Good and Bad Debt
Before you apply to borrow any money, it is definitely worth bearing in mind that there is a clear difference between good and bad debt. While there are some things that it is worth taking on a burden of debt for, in other cases you could be doing so unnecessarily, leaving you in a precarious financial position.
In the most basic terms, good debt is debt that invests solidly in your future finances, should always put you on a better footing in the long term and should certainly not negatively affect your current financial situation.
You should have a definite and detailed reason for taking on the debt and a realistic payment plan over as short a time frame as possible.
Those taking on a good debt will also have taken the time to research the most competitively priced way of raising the money that they need. This will have been done by identifying the method of borrowing (such as personal loans, secured loans, credit card, overdraft), the repayment term and the terms and conditions that most accurately reflect their needs.
In many cases this will involve a deal with the lowest rate of interest, though other borrowers may have different priorities - for example, a product with no early-redemption penalty.
Conversely, bad debts are those that put a real drain on your finances, are unaffordable and add no value to your position. These sort of debts (whether via secured loans or another form of credit) are often run up as a result of impulse-buying on non-essential items or to pay off bills that can’t be covered by income.
If you are aware that you may have problems paying back a loan, you can’t afford it. Any debt of this sort falls into the best-avoided ‘bad’ category.
For example, a dream holiday may be a highly desirable, but a purchase of this nature should be avoided if it will push you into a cycle of debt that could last for many years.
Instead of borrowing to pay for luxuries, try to save the money up over a period of months. Similarly, if you are planning to borrow to finance the purchase of a new car, stop and think.

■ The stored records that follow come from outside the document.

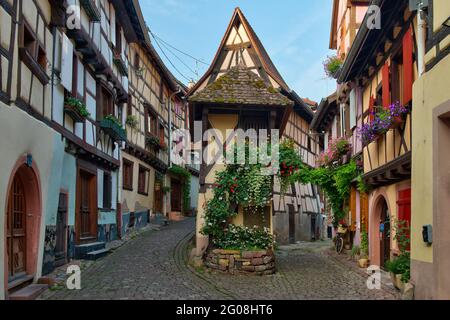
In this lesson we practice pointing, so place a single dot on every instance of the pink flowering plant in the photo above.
(383, 121)
(337, 149)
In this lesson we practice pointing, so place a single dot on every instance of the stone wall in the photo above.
(241, 262)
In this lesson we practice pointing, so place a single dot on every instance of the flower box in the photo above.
(113, 129)
(74, 113)
(153, 142)
(34, 66)
(120, 64)
(91, 10)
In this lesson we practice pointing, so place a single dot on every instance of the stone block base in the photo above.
(241, 262)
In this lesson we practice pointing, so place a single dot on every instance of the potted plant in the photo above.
(132, 121)
(400, 266)
(363, 261)
(112, 126)
(153, 142)
(76, 109)
(166, 190)
(355, 253)
(332, 65)
(399, 270)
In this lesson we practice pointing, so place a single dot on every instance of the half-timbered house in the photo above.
(381, 66)
(298, 210)
(430, 199)
(145, 160)
(242, 53)
(31, 156)
(90, 92)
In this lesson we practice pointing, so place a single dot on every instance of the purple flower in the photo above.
(382, 122)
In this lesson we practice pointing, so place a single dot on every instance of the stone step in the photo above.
(94, 255)
(81, 251)
(30, 292)
(20, 282)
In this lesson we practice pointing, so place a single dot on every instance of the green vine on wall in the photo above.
(244, 185)
(335, 182)
(185, 175)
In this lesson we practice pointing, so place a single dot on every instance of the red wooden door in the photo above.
(86, 207)
(404, 207)
(61, 231)
(16, 230)
(176, 196)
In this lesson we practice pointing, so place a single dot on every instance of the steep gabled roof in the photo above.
(243, 87)
(140, 28)
(266, 63)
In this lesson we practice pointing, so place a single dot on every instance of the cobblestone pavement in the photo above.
(154, 266)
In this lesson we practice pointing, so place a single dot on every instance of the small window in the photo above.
(143, 178)
(29, 41)
(152, 123)
(42, 58)
(107, 190)
(161, 133)
(127, 175)
(107, 103)
(118, 39)
(136, 61)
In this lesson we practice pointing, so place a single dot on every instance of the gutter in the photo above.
(355, 50)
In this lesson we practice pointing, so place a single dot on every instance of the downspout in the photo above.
(170, 138)
(421, 32)
(170, 124)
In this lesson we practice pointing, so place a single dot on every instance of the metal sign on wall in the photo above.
(414, 5)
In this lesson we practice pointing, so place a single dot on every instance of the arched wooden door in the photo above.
(16, 230)
(385, 235)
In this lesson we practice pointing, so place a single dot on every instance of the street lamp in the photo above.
(447, 23)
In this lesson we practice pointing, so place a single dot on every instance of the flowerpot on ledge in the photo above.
(113, 129)
(74, 113)
(397, 281)
(363, 263)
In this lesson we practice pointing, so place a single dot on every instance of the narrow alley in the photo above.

New cars depreciate in value as soon as you drive them off the forecourt, and should you find yourself unable to keep up with the repayments, you may find you have a car worth less than the amount you borrowed.
If you are thinking about borrowing cash to pay off other debts or bills, you would be better off approaching a debt charity, who will be able to advise you how best to get back on track. Never rack up further debt if you are already struggling.
Once you clarified that the credit you want will constitute good debt, you will need to carefully calculate exactly how much you need to raise and formulate a realistic repayment plan. Remember that borrowing over and above what you actually require could quickly turn a good debt into a bad one.